Reputation: 2666
I am iteratively fitting models to many different variables, and in a few rare cases two columns I am using as independent variables contain an identical set of values. This makes the model unidentifiable and throws an error. I would like a way to check if any columns are identical to any other columns within a dataframe, and then return the names of the columns that have a problem. Here is an example dataframe.
a <- rnorm(10)
b <- rnorm(10)
c <- a
d <- rnorm(10)
dat <- data.frame(a,b,c,d)
Folks have answered how to test if two individual columns in a dataframe are identical here. However, I would like a way to check every column against every other column.
Upvotes: 2
Views: 1166
Reputation: 28675
You can use combn
to get all pairs of column numbers, then apply over the resulting matrix to check if all elements are equal.
pairs <- t(combn(seq_len(ncol(dat)), 2))
same <- apply(pairs, 1, function(x) all(Reduce(`==`, dat[,x])))
pairs[same,]
# [1] 1 3
Or check the correlations (will also include linear combinations)
cor1 <- data.frame(which(cor(dat) == 1, arr.ind = T))
cor1[cor1$row > cor1$col,]
# row col
# c 3 1
Upvotes: 6
Reputation: 3875
You could use the dist
function to compute the matrix of distances between your columns, and find the combinations of columns for which the distance is 0.
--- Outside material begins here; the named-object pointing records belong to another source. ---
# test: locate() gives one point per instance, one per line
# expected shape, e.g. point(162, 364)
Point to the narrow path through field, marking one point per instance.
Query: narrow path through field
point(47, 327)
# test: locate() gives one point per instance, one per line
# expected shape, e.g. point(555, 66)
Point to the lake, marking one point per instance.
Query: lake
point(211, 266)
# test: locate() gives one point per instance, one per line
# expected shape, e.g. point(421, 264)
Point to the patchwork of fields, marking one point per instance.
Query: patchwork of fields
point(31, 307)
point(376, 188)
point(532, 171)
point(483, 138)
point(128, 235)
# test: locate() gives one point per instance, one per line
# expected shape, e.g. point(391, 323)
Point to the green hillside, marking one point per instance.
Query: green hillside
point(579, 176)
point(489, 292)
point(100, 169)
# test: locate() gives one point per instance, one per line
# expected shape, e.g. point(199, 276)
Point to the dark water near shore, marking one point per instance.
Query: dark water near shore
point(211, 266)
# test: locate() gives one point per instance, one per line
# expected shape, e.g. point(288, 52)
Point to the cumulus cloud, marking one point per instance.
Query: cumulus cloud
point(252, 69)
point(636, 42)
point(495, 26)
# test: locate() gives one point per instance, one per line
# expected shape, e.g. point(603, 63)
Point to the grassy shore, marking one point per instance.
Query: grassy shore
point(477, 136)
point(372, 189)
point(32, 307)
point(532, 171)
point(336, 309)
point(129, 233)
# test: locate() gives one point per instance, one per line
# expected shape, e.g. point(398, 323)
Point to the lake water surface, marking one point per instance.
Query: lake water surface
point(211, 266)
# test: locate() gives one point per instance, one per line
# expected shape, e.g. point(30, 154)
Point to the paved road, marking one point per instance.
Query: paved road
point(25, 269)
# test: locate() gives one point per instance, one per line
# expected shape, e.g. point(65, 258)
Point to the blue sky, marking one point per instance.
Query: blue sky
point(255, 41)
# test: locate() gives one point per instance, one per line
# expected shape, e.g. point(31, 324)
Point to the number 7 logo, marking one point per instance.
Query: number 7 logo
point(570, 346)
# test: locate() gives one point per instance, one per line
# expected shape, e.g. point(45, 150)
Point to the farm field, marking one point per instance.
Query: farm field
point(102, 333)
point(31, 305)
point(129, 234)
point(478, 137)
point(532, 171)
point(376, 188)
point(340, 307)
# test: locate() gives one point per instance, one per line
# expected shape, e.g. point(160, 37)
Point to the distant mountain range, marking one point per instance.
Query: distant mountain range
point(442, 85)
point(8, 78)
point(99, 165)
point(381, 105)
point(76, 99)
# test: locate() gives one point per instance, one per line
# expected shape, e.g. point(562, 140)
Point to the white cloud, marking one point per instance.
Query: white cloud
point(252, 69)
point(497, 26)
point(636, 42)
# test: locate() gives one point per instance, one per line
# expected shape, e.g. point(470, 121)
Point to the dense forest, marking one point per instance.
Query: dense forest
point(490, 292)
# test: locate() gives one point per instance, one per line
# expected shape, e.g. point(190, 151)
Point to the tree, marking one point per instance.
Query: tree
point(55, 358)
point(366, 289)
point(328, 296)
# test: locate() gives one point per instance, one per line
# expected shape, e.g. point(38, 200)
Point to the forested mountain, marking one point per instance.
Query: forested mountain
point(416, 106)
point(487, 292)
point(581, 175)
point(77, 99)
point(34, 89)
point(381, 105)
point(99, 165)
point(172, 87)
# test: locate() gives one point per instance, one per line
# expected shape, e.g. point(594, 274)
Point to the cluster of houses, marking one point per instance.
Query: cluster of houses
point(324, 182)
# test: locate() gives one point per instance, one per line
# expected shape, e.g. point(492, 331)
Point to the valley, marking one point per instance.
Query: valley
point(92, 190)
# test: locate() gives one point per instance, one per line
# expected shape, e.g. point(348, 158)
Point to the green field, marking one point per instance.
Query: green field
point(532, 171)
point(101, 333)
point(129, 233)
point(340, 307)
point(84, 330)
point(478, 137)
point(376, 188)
m = as.matrix(dist(t(dat)))
m[upper.tri(m,diag=T)] = NA
which(m<1.5e-8,arr.ind=T)
row col
c 3 1
Note that this solution will only work for numerical columns. If you have qualitative variables in your dataframe, you won't be able to compare them.
Upvotes: 1
Reputation: 26343
The caret
package contains the function findLinearCombos
that you might wanna try
caret::findLinearCombos(dat)
#$linearCombos
#$linearCombos[[1]]
#[1] 3 1
#$remove
#[1] 3
But be aware that the function would also recommend the deletion of a column that is a
times minus 1
Second example
dat2 <- data.frame(a,b,c,d, e = -a)
caret::findLinearCombos(dat2)
#$linearCombos
#$linearCombos[[1]]
#[1] 3 1
#$linearCombos[[2]]
#[1] 5 1
#$remove
#[1] 3 5
Upvotes: 6